In life, ghee is a great cooking medium because it has a high smoke point (much higher than butter without those milk solids) and is a very pure fat. In Ayurveda, ghee is also known for being easy to digest, quick to penetrate the tissues of the body, and nourishing. Ghee helps bring all of the nutrients of your food into your body more easily.

Ghee can be used to cook, to spoon onto toast or over oatmeal and soup, and added into lunch or dinner for some extra delicious fat when your body is craving it.

The ghee making process is fairly simple, but does require that you stay present. Step away for a few minutes and you risk burning the finicky milk solids which will change the flavor or spoil the batch. Try to find local, cultured butter if you can. Happy cows make for happy fats- but organic from the store will do just fine.

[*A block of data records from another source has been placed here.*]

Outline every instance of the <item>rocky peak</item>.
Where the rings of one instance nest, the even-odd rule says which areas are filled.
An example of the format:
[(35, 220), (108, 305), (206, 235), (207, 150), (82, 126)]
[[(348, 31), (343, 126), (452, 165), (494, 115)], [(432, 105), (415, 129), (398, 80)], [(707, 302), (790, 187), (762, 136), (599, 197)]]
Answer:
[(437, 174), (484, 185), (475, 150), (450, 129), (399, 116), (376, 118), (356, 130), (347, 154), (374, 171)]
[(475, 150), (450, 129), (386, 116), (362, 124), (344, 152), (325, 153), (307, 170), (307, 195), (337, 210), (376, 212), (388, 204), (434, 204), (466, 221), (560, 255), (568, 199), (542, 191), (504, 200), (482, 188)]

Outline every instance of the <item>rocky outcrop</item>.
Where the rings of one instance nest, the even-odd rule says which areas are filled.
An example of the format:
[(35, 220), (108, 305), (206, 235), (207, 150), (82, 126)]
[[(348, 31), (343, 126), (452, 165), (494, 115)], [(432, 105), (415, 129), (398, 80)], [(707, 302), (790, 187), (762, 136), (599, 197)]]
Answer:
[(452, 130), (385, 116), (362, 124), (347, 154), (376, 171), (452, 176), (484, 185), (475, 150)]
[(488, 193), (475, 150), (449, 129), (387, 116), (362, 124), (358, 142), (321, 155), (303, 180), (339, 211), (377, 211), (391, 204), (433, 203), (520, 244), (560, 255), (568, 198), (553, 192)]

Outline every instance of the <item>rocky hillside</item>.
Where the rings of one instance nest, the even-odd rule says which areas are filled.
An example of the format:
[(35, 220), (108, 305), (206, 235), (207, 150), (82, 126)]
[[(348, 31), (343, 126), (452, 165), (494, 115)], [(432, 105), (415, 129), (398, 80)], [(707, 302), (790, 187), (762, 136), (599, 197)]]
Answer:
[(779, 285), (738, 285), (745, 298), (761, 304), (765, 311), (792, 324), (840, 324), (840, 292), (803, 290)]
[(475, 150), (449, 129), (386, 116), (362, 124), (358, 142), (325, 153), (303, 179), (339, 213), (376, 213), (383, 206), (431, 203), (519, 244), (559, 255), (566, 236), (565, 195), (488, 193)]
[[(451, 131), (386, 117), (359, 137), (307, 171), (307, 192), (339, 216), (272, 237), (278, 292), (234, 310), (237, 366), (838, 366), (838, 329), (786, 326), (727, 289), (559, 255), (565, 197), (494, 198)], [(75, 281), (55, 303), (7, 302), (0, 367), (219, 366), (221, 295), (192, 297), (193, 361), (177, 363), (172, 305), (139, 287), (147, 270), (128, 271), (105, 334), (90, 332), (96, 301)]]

It is possible to buy very high quality ghee now in stores. However, it’s very easy to make and a nice way to start adding homemade ingredients and skills to your repertoire. Why not give it a try.

Ingredients:

2-4 sticks of organic unsalted butter

How to:

Place the butter in a saucepan over medium-low heat. If possible, don’t use a non-stick pan. It’s easier to see the milk solids if the bottom of the pan is not black.

After the butter has melted, reduce the heat to low and wait. A white froth will develop and you’ll hear popping sounds. This is a water from the butter evaporating and boiling off. At this point, it’s important to stay and watch the ghee. When the popping slows, pay close attention! At this point, move the froth from the pan and see how the milk solids on the bottom of the pan are doing. The yellow liquid should be clear and golden.

When the milk solids at a golden color, the ghee is done. Remove the pant from the heat and cool for 10-15 minutes. This waiting period will make straining a lot easier! Strain through a fine mesh strainer or cheesecloth into a sterilized glass jar. If any foam remains in the ghee, skim it off with a clean spoon.

As long as you use clean utensils in the ghee, it will keep at room temperature for quite some time. You can also store it in the refrigerator.

It’s fall and we need fats- enjoy your ghee!!